Summary. The manuscript claims to present the first implementation of AI agents in a bilevel optimization framework for detector design in high-energy physics. It vertically integrates detector geometry, front-end digitization, and high-level reconstruction parameters within differentiable full simulations. Demonstrated on a dual-readout segmented crystal EM calorimeter with baseline resolution 3%/√E, LLM-based agents are shown to execute workflows optimizing crystal granularity and length, ADC bits, sampling rate, and clustering radius, with the agents able to proactively suggest improvements without experiment-specific context; the work concludes that this reduces labor/compute and enables computational validation of design choices, while noting that autonomous physics insight is not demonstrated.

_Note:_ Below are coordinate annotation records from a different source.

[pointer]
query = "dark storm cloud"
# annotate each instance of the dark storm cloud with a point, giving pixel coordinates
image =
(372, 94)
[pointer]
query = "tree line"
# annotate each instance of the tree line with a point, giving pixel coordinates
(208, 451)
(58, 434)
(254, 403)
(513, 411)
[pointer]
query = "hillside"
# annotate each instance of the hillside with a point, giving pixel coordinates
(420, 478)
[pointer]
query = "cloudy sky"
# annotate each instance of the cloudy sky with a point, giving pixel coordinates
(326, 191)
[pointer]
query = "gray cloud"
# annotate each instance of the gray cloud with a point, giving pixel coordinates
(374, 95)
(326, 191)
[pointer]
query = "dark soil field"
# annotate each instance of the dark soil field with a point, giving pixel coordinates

Significance. If the central claims are supported by quantitative evidence, the approach could meaningfully advance phenomenological detector optimization in HEP by enabling efficient traversal of high-dimensional parameter spaces that combine geometry, electronics, and reconstruction. The vertical integration via differentiable simulations and agentic workflows is a novel methodological contribution that could lower the cost of exploring design trade-offs. The absence of benchmarks, however, currently limits the assessed significance to a proof-of-concept demonstration rather than a validated new capability.

major comments (3)

[Abstract] Abstract and results demonstration: the claims that agents 'effectively execute complex workflows' and 'significantly reduces labor and compute' rest on a single qualitative run with no reported quantitative metrics (task success rate, number of iterations, final resolution vs. the stated 3%/√E baseline, or comparison to manual/traditional optimization baselines).
[Methodology] Bilevel optimization description: the framework is stated to operate on externally defined simulation parameters, but no explicit equations, pseudocode, or convergence criteria are supplied showing how the upper-level agent decisions interact with the lower-level differentiable simulation or how gradients are propagated across the full chain (geometry to digitization to reconstruction).
[Results] Parameter optimization results: the simultaneous optimization of granularity, length, ADC bits, sampling rate, and clustering radius is presented without error bars, statistical validation, or sensitivity analysis, making it impossible to assess whether the reported improvements are robust or merely anecdotal.

minor comments (3)

[Abstract] The title and abstract use 'Agentic-AI' without a concise definition or reference; a brief clarification in the introduction would aid readers unfamiliar with the term.
[Results] Specific examples of the agent's 'proactively suggest generic but relevant avenues' would strengthen the narrative; quoting or tabulating one or two agent-generated suggestions would make the claim more concrete.
[Introduction] The manuscript would benefit from a short related-work paragraph situating the bilevel agent approach against prior ML-assisted detector optimization studies.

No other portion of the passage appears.